Criticality of Large Delay Tolerant Networks via Directed Continuum Percolation in Space-Time

TL;DR

This paper analyzes the capacity of delay tolerant networks using directed continuum percolation theory, establishing conditions for network feasibility based on node density and mobility parameters.

Contribution

It introduces a novel percolation-theoretic framework for modeling DTN capacity with a specific mobility model and derives critical density thresholds.

Findings

DTN is feasible when mean node degree exceeds 4 e(g).

Derived numerical values for critical reduced number density e(g).

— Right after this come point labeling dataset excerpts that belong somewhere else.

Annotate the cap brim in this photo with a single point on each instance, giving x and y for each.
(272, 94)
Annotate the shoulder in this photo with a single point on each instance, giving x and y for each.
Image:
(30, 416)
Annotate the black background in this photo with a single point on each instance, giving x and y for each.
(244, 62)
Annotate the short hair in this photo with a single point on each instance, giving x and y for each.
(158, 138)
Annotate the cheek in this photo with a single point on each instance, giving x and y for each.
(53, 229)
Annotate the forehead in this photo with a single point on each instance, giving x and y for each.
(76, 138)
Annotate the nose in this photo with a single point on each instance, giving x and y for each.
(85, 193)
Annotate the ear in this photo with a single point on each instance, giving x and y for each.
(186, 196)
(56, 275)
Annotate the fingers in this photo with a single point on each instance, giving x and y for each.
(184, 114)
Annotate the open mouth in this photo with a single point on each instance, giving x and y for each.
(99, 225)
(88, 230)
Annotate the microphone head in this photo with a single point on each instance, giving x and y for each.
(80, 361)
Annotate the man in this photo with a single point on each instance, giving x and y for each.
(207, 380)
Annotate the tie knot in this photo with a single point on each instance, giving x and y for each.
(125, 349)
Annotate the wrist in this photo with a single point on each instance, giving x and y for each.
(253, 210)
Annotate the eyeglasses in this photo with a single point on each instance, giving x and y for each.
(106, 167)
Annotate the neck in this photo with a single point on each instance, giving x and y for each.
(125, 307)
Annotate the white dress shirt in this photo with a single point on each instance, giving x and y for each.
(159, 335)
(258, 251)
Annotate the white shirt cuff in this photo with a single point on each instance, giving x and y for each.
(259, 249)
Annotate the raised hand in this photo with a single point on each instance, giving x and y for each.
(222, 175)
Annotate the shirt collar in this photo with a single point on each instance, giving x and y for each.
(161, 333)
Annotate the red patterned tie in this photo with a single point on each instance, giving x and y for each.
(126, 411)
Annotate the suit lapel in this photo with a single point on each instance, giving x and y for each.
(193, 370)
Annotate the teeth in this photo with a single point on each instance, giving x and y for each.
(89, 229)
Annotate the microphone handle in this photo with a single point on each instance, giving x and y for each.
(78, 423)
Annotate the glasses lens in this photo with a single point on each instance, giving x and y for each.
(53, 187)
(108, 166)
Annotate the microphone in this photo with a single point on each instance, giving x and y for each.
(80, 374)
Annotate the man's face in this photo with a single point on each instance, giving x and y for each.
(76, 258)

Analyzed asymptotic behavior of e(g) as g approaches infinity.

Abstract

We study delay tolerant networking (DTN) and in particular, its capacity to store, carry and forward messages so that the messages eventually reach their final destinations. We approach this broad question in the framework of percolation theory. To this end, we assume an elementary mobility model, where nodes arrive to an infinite plane according to a Poisson point process, move a certain distance L, and then depart. In this setting, we characterize the mean density of nodes required to support DTN style networking. In particular, under the given assumptions, we show that DTN is feasible when the mean node degree is greater than 4 e(g), where parameter g=L/d is the ratio of the distance L to the transmission range d, and e(g) is the critical reduced number density of tilted cylinders in a directed continuum percolation model. By means of Monte Carlo simulations, we give numerical values for e(g). The asymptotic behavior of e(g) when g tends to infinity is also derived from a fluid flow analysis.